Pour revenir à la route, les gens d'ici ont une conduite assez insouciante, parfois dangereuse mais plutôt débonnaire. Il semble qu'ils ignorent l'usage du klaxon et de l'insulte. C'est très rafraîchissant. On se cède volontiers la priorité. Pour déboîter d'une file de voitures en stationnement, il suffit le plus souvent de clignoter pour que quelqu'un vous laisse gentiment passer. Même les chauffeurs de taxis font ça. C'est dommage qu'on y pense pas en métropole parce que c'est vraiment pratique.
Cela donne en outre l'occasion de se remercier, de se faire des sourires et des gestes amicaux. Des gestes amicaux entre automobilistes, je n'avais vu ça que dans des romans de science-fiction particulièrement sombres et angoissants où le héros se débat pour échapper à un ordre social aseptisé dans lequel une sorte de bonheur mièvre est obligatoire. Rien de tout cela ici, les gens ne sont pas décérébrés, ils sont simplement gentils.
Bien sûr on peut toujours rencontrer un mufle, mais c'est rarissime.
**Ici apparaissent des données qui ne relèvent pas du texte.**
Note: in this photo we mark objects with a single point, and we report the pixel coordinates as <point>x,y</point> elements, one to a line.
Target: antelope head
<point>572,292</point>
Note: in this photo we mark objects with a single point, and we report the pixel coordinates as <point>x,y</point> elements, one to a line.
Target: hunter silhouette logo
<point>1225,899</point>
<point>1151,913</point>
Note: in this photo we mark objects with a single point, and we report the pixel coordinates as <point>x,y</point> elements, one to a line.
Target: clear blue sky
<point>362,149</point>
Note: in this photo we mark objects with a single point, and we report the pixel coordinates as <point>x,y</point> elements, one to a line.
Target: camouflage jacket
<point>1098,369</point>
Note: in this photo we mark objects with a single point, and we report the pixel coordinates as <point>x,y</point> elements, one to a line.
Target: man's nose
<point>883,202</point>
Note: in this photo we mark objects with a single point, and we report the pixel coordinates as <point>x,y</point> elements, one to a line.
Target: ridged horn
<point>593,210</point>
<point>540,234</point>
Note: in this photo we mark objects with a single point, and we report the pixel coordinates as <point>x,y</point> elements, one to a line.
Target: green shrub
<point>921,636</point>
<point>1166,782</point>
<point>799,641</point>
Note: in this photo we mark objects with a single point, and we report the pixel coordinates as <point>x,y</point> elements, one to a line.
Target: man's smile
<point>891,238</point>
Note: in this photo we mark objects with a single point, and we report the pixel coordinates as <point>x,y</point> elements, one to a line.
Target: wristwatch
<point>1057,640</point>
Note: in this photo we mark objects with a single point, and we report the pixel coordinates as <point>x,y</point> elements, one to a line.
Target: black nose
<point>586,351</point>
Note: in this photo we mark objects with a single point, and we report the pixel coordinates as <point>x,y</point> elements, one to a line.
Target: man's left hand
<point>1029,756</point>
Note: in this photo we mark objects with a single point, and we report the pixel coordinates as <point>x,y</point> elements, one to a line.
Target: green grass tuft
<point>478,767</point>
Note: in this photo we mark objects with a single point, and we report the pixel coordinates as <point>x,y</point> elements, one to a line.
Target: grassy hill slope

J'ai connu d'autres climats où cela semblait être la norme.
La route que je préfère est celle que je prends pour aller à l'Institut de Formation des Maîtres. C'est celle qu'on voit sur la vidéo si l'on clique ici. Elle ne paie pourtant pas de mine. On y est longtemps loin de la mer, car elle passe par l'intérieur de l'île qu'elle traverse d'Est en Ouest puis d'Ouest en Est après avoir rebondi sur la côte Ouest. Ce n'est pas la route la plus touristique de l'île, pour autant qu'il y ait ici des routes touristiques. Mais c'est une route qui a beaucoup de charme et qui est très parfumée.
On appelle Mayotte l'île aux parfums. Cela fait un peu dépliant touristique mais c'est vrai. L'air est souvent chargé de parfums, surtout d'ylang. Notamment le long de cette route de l'intérieur où des bouffées d'ylang s'engouffrent par les vitres baissées de la voiture.
C'est une route assez peu fréquentée par les taxis si bien qu'on y rencontre de nombreux stoppeurs. Les Mahorais se déplacent beaucoup d'un village à l'autre et le stop est très répandu, très digne aussi. Le stoppeur attend à l'ombre, sur le côté gauche si l'ombre est à gauche. Il prend le temps de bien regarder qui conduit, si bien que souvent son geste, assez discret, ne se déclenche qu'au dernier moment.
En général, je prends tout le monde. Je remplis la voiture comme un vrai taxi de brousse. C'est une sorte de devoir civique. Et puis c'est l'occasion d'apprendre quelques mots de shimaoré, ou de shibushi si je suis vers Akoua ou Mtsangamouji. C'est l'occasion de discuter ou plutôt d'écouter parler. Je ne parle pas beaucoup, sauf si le stoppeur ou la stoppeuse ne parle pas français.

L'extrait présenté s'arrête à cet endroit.